Twitter’s Admin Password Was ‘Happiness’ … No Seriously

Posted Jan 8, 2009

Over the past week, an 18 year old hacker got into Twitter’s internal administrative area.  After penetrating the system, he wrote funny Twitter messages (“tweets”) at the expense of FOX News, Britney Spears, Barack Obama, etc.  The way he was able to get into Twitter’s admin area was by using an automated password guesser.  Twitter’s admin login on their server allowed rapid log-in attempts.  Eventually the password that worked was “happiness.”

“I feel it’s another case of administrators not putting forth effort toward one of the most obvious and overused security flaws,” wrote the hacker in an IM interview with Wired. “I’m sure they find it difficult to admit it.”  The 18 year old lives on the East Coast and goes by the alias of GMZ.  Other hackers helped him with the attack.  The hacker used a dictionary password attack against a popular Twitter user named Crystal who has over 7,000 followers.  It turned out that Crystal was a Twitter staff member and he had the ability to access any other Twitter account by reseting them within the admin area.

After getting within the admin area, the hacker wrote a post on Digital Gangster, a forum for hackers offering access to anyone’s Twitter account by request.  Below is a video that he created to prove to other hackers that he was able to break into Twitter. Hackers wanted access to the profiles of Barack Obama, Britney Spears, Rick Sanchez, Kevin Rose, and FOX News.

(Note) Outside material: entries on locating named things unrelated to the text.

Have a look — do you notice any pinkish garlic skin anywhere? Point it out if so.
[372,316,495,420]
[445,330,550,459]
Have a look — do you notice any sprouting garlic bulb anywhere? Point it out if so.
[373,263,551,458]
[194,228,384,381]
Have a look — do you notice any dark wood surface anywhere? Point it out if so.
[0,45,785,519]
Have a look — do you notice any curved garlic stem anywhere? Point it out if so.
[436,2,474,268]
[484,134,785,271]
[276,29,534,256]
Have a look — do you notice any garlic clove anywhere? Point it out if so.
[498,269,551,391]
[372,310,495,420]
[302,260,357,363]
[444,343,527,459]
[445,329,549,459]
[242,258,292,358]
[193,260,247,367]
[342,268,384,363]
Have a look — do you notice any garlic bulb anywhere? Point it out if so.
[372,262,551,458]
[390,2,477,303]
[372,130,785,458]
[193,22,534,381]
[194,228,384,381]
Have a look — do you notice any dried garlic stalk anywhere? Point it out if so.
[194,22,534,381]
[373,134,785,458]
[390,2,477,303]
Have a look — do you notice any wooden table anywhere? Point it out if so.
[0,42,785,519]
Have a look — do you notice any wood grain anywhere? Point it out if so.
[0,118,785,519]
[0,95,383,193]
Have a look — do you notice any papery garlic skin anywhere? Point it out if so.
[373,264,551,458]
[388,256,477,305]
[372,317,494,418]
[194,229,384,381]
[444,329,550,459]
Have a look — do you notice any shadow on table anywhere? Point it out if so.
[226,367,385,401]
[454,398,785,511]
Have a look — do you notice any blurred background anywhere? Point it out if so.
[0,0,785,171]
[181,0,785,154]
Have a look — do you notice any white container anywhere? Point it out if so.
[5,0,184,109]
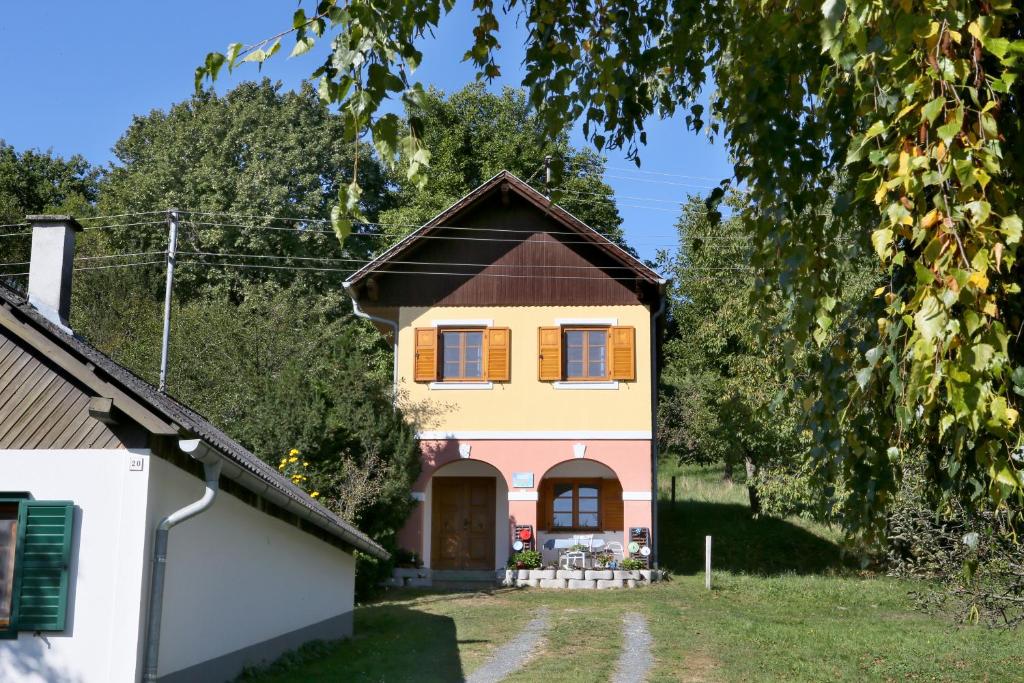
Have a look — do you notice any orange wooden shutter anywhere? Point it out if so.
[413,328,437,382]
[537,481,551,531]
[538,328,562,382]
[601,479,625,531]
[487,328,512,382]
[608,327,637,381]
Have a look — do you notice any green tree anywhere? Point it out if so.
[658,195,802,514]
[99,79,389,301]
[381,83,624,244]
[0,139,100,287]
[196,0,1024,539]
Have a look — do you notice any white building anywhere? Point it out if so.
[0,216,387,683]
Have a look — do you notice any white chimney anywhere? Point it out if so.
[25,211,82,334]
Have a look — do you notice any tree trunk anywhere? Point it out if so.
[743,456,761,515]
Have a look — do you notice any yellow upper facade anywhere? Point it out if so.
[397,304,651,438]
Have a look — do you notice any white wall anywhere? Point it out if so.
[422,460,511,569]
[0,449,151,683]
[146,459,355,676]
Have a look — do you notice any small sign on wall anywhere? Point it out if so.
[512,472,534,488]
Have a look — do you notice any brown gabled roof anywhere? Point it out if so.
[345,171,666,292]
[0,283,388,558]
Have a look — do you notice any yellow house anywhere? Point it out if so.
[345,171,666,575]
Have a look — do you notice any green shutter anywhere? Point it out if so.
[13,501,75,631]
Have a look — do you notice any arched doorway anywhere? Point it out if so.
[424,459,509,571]
[537,458,626,562]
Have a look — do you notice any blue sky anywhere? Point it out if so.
[0,0,730,258]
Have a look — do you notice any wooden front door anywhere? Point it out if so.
[430,477,496,569]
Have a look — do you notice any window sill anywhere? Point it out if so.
[428,382,495,391]
[551,380,618,390]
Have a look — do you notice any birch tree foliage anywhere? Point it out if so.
[197,0,1024,532]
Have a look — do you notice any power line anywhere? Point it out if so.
[556,189,682,204]
[178,252,753,282]
[604,173,718,189]
[179,209,331,223]
[182,221,761,247]
[178,251,659,270]
[76,209,169,222]
[75,251,167,261]
[82,220,167,231]
[604,166,722,182]
[75,259,167,272]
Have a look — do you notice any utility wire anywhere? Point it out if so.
[178,251,659,270]
[182,221,746,247]
[75,259,167,271]
[82,220,167,231]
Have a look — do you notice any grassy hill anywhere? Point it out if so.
[243,466,1024,683]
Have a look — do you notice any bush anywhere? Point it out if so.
[509,550,542,569]
[884,465,1024,627]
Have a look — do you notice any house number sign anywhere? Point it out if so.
[512,472,534,488]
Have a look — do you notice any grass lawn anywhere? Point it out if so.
[241,467,1024,683]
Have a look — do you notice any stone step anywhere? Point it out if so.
[430,569,497,584]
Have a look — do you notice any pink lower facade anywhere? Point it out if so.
[399,438,656,569]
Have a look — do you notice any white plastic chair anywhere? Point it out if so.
[604,541,626,562]
[558,533,594,569]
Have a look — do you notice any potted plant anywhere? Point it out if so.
[509,550,543,579]
[615,557,647,581]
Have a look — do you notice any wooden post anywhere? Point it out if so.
[705,536,711,591]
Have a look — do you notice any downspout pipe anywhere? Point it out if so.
[650,280,669,569]
[142,439,221,683]
[341,283,398,405]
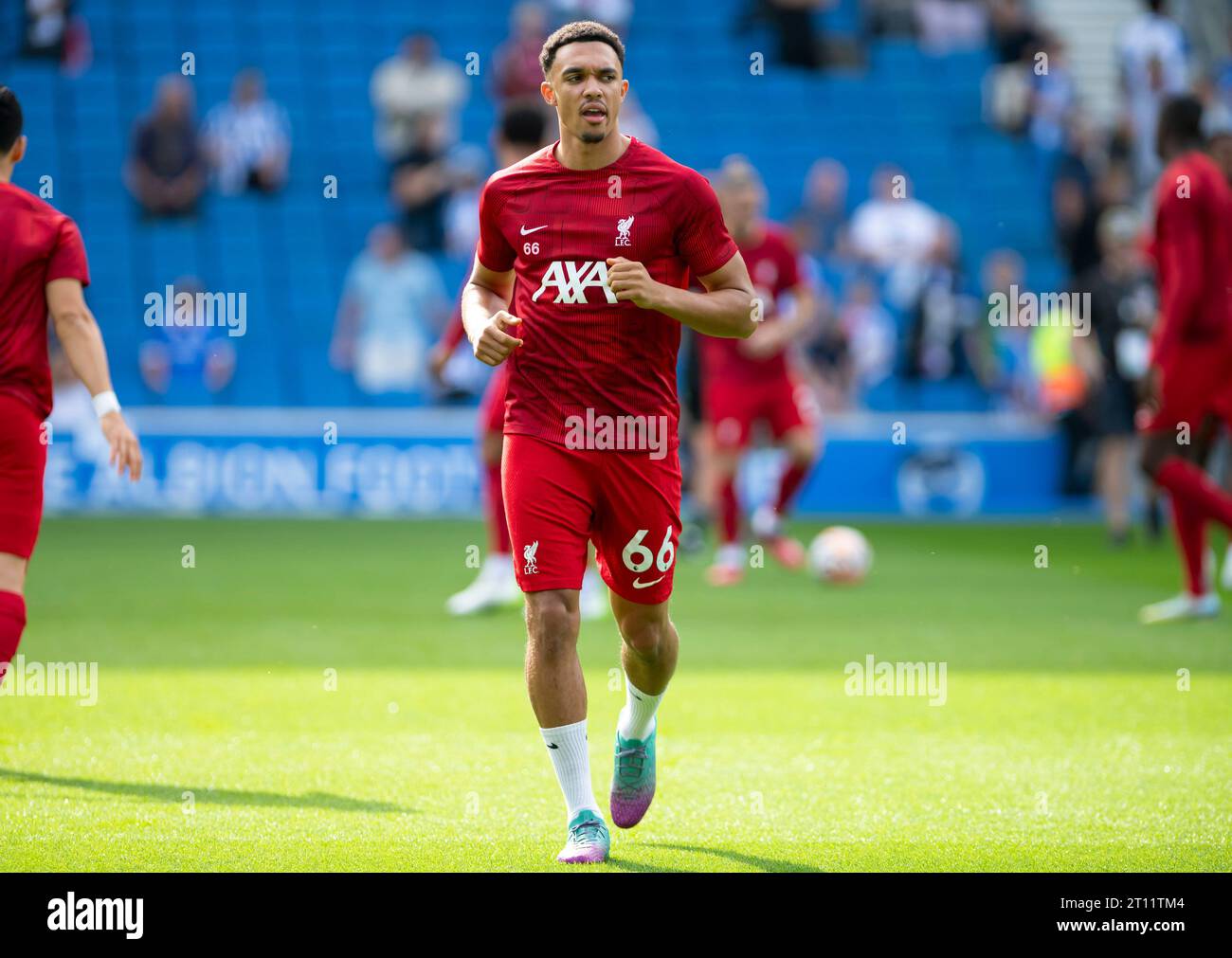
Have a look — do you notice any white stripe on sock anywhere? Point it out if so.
[539,719,603,822]
[616,675,668,740]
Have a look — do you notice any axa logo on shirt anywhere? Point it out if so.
[531,260,616,303]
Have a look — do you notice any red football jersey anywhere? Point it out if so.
[698,223,801,384]
[0,182,90,418]
[478,138,736,445]
[1154,152,1232,363]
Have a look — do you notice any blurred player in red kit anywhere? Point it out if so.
[462,21,755,863]
[698,157,818,585]
[431,106,607,620]
[0,86,142,681]
[1141,96,1232,624]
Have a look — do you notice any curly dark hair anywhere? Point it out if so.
[539,20,625,79]
[0,86,22,153]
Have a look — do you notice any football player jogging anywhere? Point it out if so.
[0,86,142,682]
[1141,96,1232,624]
[462,21,754,863]
[698,156,818,587]
[431,106,607,620]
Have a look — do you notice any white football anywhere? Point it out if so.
[808,526,872,585]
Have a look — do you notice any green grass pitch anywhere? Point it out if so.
[0,518,1232,872]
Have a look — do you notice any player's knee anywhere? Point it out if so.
[784,428,817,465]
[0,551,26,595]
[526,591,579,657]
[616,607,672,658]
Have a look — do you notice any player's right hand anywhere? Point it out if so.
[475,309,522,366]
[99,412,142,482]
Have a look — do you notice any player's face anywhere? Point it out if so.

“We’re waiting to hear back from our lawyer about what our responsibilities are about this and how to approach it,” stated Twitter founder Biz Stone in a phone interview with Wired. Law enforcements have not been contacted as of yet.

GMZ also used a dictionary attack to break into the Miley Cyrus YouTube channel. GMZ’s friend used the hack to make people believe that Cyrus was killed in a car accident. GMZ also mentioned that the dictionary attack was used to break into the SayNow accounts of Selena Gomez and several other celebrities.